Al-Qaeda is calling for recruits to come to Afghanistan to reverse momentum toward democracy and stem military victories by the U.S.-led coalition, a top U.S. military commander said. Maj. Gen. Rick Olson, second in command of U.S. forces in Afghanistan, said senior leaders of the Islamic terrorist group, including Osama bin Laden, are operating in northwest Pakistan and eastern Afghanistan, giving direction to the Taliban and foreign fighters.
"Do not underestimate what is left of them," Olson said. "They are still a viable organization." Still, Olson said al Qaeda has been seriously disrupted and the Taliban that once ruled Afghanistan is splintering in the aftermath of the country's first open election. "They have been dealt significant blows," he said. "There is evidence that the Taliban has recognized they have suffered.
"(Intelligence) shows that they are very disappointed they could not stop the election. (They failed) to mount significant attacks that had a negative effect on the coalition or that had succeeded in intimidating the population of Afghanistan." The result is "a number of reports that there is a lot of recrimination and finger-pointing about the failure to get something going, some kind of spectacular event," Olson said.
General Olson concludes that "more insurgents now see Iraq as the preferred battleground" but "al Qaeda has not given up on Afghanistan" . The dispersal of al Qaeda after the fall of the Taliban in Afghanistan may have been mitigated by the invasion of Iraq, lending further credence to the "flypaper" theory.
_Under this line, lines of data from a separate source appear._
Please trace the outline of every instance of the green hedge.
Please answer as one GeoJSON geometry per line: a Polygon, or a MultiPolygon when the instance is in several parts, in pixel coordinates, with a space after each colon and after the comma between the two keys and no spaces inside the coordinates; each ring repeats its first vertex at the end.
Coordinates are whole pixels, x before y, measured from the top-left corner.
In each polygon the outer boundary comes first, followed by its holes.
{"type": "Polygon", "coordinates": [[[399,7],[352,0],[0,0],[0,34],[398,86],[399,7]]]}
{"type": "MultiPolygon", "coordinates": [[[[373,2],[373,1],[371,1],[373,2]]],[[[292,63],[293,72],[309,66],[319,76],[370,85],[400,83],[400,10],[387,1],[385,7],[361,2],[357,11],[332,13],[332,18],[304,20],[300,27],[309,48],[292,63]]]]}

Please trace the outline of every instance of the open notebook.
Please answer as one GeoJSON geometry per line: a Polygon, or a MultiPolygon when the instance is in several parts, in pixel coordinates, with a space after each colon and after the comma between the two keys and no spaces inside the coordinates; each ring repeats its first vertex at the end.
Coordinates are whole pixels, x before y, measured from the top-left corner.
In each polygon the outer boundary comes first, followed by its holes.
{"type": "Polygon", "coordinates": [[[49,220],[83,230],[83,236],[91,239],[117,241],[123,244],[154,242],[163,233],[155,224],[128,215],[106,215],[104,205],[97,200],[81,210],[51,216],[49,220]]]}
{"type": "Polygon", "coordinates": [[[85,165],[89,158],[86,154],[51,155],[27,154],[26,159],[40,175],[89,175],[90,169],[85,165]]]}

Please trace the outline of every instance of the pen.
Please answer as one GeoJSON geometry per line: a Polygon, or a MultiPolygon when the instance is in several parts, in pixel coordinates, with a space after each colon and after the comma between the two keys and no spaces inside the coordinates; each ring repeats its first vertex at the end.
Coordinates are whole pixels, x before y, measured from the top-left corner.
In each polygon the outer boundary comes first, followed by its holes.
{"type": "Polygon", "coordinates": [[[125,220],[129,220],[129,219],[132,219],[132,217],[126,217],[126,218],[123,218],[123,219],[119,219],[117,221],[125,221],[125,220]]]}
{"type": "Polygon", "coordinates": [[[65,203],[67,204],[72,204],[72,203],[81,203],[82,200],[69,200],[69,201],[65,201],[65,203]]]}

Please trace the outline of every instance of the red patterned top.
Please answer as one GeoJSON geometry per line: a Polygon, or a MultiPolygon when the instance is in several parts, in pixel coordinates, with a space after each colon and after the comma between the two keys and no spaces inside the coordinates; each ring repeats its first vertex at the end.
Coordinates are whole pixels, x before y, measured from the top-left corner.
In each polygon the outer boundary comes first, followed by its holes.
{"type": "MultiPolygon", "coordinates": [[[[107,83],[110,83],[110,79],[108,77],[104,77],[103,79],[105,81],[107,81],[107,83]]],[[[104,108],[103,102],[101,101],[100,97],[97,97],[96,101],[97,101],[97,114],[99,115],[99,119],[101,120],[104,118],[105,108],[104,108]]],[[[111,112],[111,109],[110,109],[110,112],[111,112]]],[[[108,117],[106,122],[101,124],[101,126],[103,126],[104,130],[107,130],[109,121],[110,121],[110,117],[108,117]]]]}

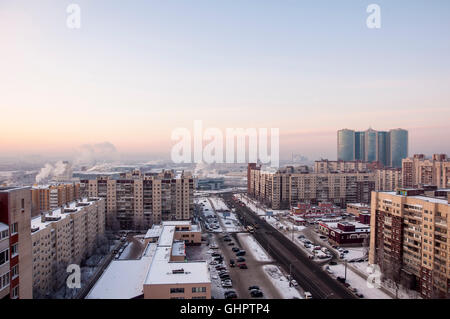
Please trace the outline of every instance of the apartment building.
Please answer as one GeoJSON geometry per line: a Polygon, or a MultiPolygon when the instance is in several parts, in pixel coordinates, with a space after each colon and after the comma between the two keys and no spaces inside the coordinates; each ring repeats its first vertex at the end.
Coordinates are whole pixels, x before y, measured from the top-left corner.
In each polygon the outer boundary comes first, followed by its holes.
{"type": "Polygon", "coordinates": [[[450,296],[450,190],[373,192],[369,263],[420,291],[450,296]]]}
{"type": "Polygon", "coordinates": [[[434,185],[450,188],[450,159],[446,154],[434,154],[426,158],[424,154],[402,160],[403,187],[413,188],[434,185]]]}
{"type": "Polygon", "coordinates": [[[369,203],[375,189],[373,172],[312,173],[307,167],[276,171],[250,169],[249,196],[272,209],[290,209],[298,203],[369,203]]]}
{"type": "Polygon", "coordinates": [[[314,172],[320,174],[367,172],[372,167],[371,163],[363,161],[329,161],[322,159],[314,162],[314,172]]]}
{"type": "Polygon", "coordinates": [[[31,299],[31,192],[0,187],[0,298],[31,299]]]}
{"type": "Polygon", "coordinates": [[[35,185],[31,188],[32,216],[80,198],[80,183],[35,185]]]}
{"type": "Polygon", "coordinates": [[[208,263],[188,260],[186,254],[187,245],[201,243],[198,225],[190,221],[164,221],[154,224],[144,240],[146,248],[142,256],[113,260],[87,299],[211,298],[208,263]]]}
{"type": "Polygon", "coordinates": [[[194,210],[194,178],[172,170],[80,182],[80,194],[106,199],[108,228],[146,229],[165,220],[188,220],[194,210]]]}
{"type": "MultiPolygon", "coordinates": [[[[30,232],[30,230],[29,230],[30,232]]],[[[83,198],[31,220],[33,293],[46,297],[64,284],[67,266],[92,255],[105,233],[105,200],[83,198]]]]}
{"type": "Polygon", "coordinates": [[[375,170],[375,191],[394,191],[402,186],[402,170],[400,168],[387,167],[375,170]]]}

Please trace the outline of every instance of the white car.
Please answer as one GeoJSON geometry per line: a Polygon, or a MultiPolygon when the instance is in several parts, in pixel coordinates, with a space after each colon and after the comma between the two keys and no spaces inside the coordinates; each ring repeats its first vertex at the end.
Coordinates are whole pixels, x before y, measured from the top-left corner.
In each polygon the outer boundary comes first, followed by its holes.
{"type": "Polygon", "coordinates": [[[294,279],[291,280],[291,284],[292,284],[292,286],[294,286],[294,287],[297,287],[297,286],[298,286],[298,282],[297,282],[296,280],[294,280],[294,279]]]}
{"type": "Polygon", "coordinates": [[[305,296],[305,299],[312,299],[312,295],[309,291],[305,291],[304,296],[305,296]]]}

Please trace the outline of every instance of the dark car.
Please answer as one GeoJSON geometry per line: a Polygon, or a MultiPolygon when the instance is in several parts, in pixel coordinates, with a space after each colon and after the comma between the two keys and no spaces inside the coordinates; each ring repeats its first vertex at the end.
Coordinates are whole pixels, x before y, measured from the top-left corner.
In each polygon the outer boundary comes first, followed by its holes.
{"type": "Polygon", "coordinates": [[[233,242],[231,242],[231,243],[229,243],[229,244],[228,244],[228,246],[234,246],[234,243],[233,243],[233,242]]]}
{"type": "Polygon", "coordinates": [[[222,255],[219,253],[212,253],[211,256],[212,257],[222,257],[222,255]]]}
{"type": "Polygon", "coordinates": [[[226,237],[223,239],[223,241],[231,241],[231,238],[226,237]]]}
{"type": "Polygon", "coordinates": [[[237,264],[237,266],[238,266],[240,269],[247,269],[247,268],[248,268],[246,263],[237,264]]]}
{"type": "Polygon", "coordinates": [[[226,291],[223,295],[224,295],[225,299],[236,299],[237,298],[236,291],[234,291],[234,290],[226,291]]]}
{"type": "Polygon", "coordinates": [[[336,279],[339,282],[345,283],[345,278],[344,277],[337,277],[336,279]]]}
{"type": "Polygon", "coordinates": [[[261,290],[252,290],[250,291],[250,295],[252,297],[264,297],[264,294],[261,290]]]}
{"type": "Polygon", "coordinates": [[[240,251],[240,249],[239,249],[238,247],[233,247],[233,248],[231,248],[231,250],[232,250],[233,252],[235,252],[235,253],[237,253],[238,251],[240,251]]]}
{"type": "Polygon", "coordinates": [[[245,258],[244,257],[239,257],[236,259],[237,262],[243,263],[245,262],[245,258]]]}
{"type": "Polygon", "coordinates": [[[334,266],[334,265],[337,265],[337,262],[335,262],[335,261],[330,261],[328,264],[331,265],[331,266],[334,266]]]}
{"type": "Polygon", "coordinates": [[[248,290],[253,290],[253,289],[259,290],[259,287],[258,286],[250,286],[250,287],[248,287],[248,290]]]}
{"type": "Polygon", "coordinates": [[[364,298],[364,295],[363,295],[363,294],[357,293],[356,295],[357,295],[359,298],[364,298]]]}
{"type": "Polygon", "coordinates": [[[236,256],[245,256],[245,250],[239,250],[239,251],[236,253],[236,256]]]}

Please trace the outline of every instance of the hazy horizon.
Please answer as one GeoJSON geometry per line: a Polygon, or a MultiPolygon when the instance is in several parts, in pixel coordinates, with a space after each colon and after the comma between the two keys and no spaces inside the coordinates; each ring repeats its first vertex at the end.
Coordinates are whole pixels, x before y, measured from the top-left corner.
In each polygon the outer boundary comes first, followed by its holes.
{"type": "Polygon", "coordinates": [[[0,157],[170,158],[172,130],[280,128],[280,159],[336,159],[342,128],[450,154],[450,2],[0,3],[0,157]]]}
Coalition successes in Afghanistan are forcing al Qaeda to recall fighters from elsewhere, further depleting al Qaeda's limited supply of arms, manpower and funds. This is in direct conflict with Zarqawi's call for an influx in resources in Iraq after the Second Battle of Fallujah. While al Qaeda's supply chain remains stretched between Iraq and Afghanistan (as well as among other less visible areas of operation), these assets are being redirected from potential attacks on the American homeland.
We are forcing al Qaeda to actively fight a multi-front war to prevent democracy from taking hold in the Muslim world, and it appears their resources are being strained in fighting a losing cause. Afghanistan has succumbed to elections and al Qaeda was powerless to stop them. Iraq will be next, and yet again al Qaeda's weak horse will be on display, the case of colic growing ever more severe.